The objectives of the study were to empirically examine the relationships among the three elements of the Theory of Constraints (TOC), a number of observable outcomes expected to be associated with application of TOC, and business unit performance. Measures were developed for each of the elements of TOC and a number of observable outcomes (OUTCOMES) expected to be associated with practice of TOC. TOC is defined as consisting of scheduling logistics (LOGISTICS), the Thinking Process (THINKING), and non-traditional performance measures (MEASURES). A previously developed and widely used measure of business unit performance (PERFORMANCE) was employed.

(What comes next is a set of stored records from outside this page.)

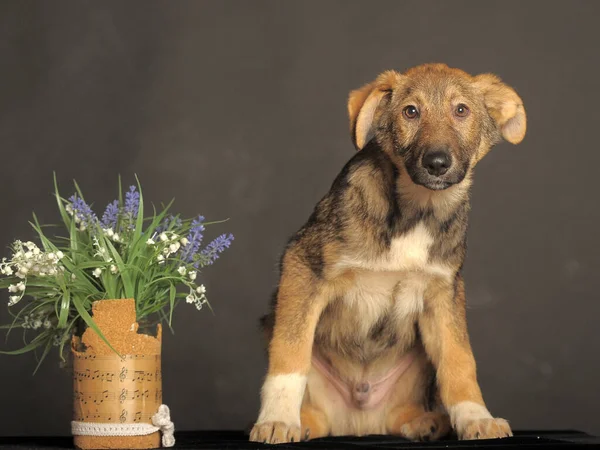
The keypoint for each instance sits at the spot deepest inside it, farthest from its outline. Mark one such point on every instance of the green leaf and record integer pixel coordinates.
(127, 282)
(139, 223)
(46, 350)
(59, 201)
(64, 308)
(38, 341)
(90, 322)
(172, 292)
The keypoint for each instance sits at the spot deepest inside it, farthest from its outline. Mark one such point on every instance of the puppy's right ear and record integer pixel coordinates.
(363, 103)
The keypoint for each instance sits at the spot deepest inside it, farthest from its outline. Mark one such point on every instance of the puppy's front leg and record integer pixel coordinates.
(300, 301)
(443, 329)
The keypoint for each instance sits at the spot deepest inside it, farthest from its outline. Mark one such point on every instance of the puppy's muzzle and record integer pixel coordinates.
(437, 162)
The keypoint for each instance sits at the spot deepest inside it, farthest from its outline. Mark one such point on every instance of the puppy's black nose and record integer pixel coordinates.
(437, 162)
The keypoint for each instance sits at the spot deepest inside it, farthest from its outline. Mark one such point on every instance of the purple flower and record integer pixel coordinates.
(211, 253)
(110, 216)
(82, 211)
(195, 239)
(166, 223)
(132, 202)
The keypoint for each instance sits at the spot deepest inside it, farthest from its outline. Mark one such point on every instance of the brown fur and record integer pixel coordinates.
(375, 272)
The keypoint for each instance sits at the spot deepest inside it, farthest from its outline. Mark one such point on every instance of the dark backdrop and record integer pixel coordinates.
(238, 109)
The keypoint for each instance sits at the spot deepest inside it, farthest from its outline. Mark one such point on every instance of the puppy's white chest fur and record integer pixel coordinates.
(396, 280)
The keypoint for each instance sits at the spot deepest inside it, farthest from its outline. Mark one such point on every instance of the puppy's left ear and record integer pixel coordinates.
(363, 104)
(504, 106)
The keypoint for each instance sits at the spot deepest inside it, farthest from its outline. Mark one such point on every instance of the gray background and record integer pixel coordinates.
(237, 109)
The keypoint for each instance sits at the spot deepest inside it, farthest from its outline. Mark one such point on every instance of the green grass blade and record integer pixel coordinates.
(90, 322)
(172, 292)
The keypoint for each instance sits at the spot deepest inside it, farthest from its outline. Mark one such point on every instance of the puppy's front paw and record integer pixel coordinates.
(485, 429)
(275, 433)
(430, 426)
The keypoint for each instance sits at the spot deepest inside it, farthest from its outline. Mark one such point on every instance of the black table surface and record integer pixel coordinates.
(239, 440)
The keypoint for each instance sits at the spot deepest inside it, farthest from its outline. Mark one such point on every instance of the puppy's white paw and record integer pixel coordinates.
(473, 421)
(275, 433)
(485, 429)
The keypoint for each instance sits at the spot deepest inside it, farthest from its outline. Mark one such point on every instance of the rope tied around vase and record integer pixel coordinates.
(161, 421)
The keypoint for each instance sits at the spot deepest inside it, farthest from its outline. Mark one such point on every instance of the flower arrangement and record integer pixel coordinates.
(155, 260)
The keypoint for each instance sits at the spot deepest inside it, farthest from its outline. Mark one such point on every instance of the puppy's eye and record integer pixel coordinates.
(410, 112)
(461, 110)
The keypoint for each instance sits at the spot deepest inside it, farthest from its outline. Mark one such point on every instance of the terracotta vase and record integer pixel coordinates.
(123, 389)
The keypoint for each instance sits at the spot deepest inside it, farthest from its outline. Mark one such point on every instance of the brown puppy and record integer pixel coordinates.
(368, 331)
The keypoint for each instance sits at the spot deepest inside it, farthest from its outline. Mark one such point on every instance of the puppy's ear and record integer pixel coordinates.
(504, 106)
(363, 103)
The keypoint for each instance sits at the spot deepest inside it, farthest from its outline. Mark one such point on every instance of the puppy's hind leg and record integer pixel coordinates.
(314, 423)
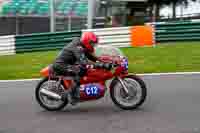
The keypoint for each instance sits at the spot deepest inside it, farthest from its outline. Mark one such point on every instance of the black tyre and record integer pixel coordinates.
(116, 86)
(40, 99)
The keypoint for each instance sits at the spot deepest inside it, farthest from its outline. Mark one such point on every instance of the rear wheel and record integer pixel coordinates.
(137, 92)
(46, 102)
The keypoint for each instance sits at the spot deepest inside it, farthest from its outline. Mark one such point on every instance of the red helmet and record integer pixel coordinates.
(89, 40)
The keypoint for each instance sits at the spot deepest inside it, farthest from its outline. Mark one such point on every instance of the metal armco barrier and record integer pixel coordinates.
(177, 31)
(44, 41)
(135, 36)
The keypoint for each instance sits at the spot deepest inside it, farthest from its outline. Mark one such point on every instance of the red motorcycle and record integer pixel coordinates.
(126, 91)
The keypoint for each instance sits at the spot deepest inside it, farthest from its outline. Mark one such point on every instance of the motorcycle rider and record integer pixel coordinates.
(76, 52)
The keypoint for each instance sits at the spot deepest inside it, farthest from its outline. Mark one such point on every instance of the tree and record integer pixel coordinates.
(156, 5)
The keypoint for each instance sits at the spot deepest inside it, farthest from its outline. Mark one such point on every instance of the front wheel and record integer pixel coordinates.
(136, 96)
(46, 102)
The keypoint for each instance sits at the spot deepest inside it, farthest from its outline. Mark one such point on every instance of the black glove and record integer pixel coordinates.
(83, 71)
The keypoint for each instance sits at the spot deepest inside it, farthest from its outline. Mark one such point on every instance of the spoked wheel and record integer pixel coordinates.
(47, 102)
(136, 93)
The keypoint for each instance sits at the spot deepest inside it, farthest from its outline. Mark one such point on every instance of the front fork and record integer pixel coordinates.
(123, 85)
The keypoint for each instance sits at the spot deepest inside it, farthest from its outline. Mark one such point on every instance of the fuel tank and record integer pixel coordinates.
(96, 75)
(92, 91)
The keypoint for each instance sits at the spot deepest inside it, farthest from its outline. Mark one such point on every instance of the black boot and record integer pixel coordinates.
(75, 94)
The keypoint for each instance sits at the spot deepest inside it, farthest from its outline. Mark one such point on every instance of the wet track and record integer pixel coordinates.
(172, 106)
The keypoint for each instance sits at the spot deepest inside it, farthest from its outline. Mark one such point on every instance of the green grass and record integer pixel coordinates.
(172, 57)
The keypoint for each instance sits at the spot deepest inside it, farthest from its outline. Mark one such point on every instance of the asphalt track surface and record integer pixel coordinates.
(172, 106)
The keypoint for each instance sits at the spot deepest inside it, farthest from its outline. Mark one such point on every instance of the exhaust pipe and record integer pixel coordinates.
(50, 94)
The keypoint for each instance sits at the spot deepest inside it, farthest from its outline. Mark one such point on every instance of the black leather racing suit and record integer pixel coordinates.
(72, 54)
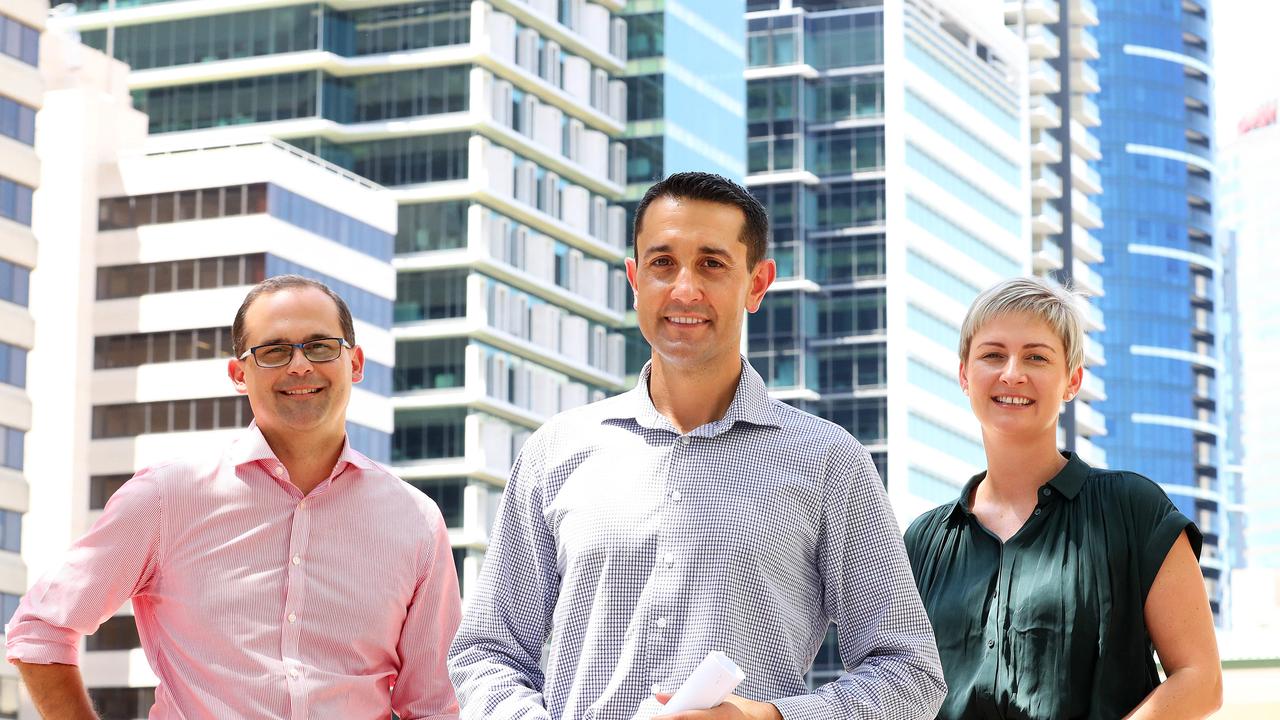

The sampling frame for this research consisted of business unit employees who had some knowledge of TOC. Discussion groups and web sites devoted to TOC were monitored to identify these individuals. The questionnaire was sent via email and posted on a web site. A total of 180 usable responses were received. A response rate could not be accurately calculated because it could not be determined how many individuals had access to the survey. Responses collected from the different sources were compared and no significant differences were found.

The statistical analysis revealed that adoption of the individual elements of TOC independently had varying relationships to business unit performance. When used alone, LOGISTICS was negatively related to PERFORMANCE. THINKING did not have a significant relationship to PERFORMANCE. Use of MEASURES was positively related to PERFORMANCE, and the presence of OUTCOMES had a positive relationship with PERFORMANCE. The complete model of all four factors (LOGISTICS, THINKING, MEASURES, and OUTCOMES) was positively related to PERFORMANCE. Interacting effects of these four factors were found to be complex. OUTCOMES were found to have a moderating effect on the relationship between two of the elements of TOC and PERFORMANCE.

From these results, the data suggests use of TOC is effective as an aid to improving business unit performance. However, the negative relationship between some individual elements of TOC and the complex interaction relationships suggest managers should be cautious in adopting TOC in a piecemeal fashion. Failure to adopt all three elements of TOC could result in unwanted consequences.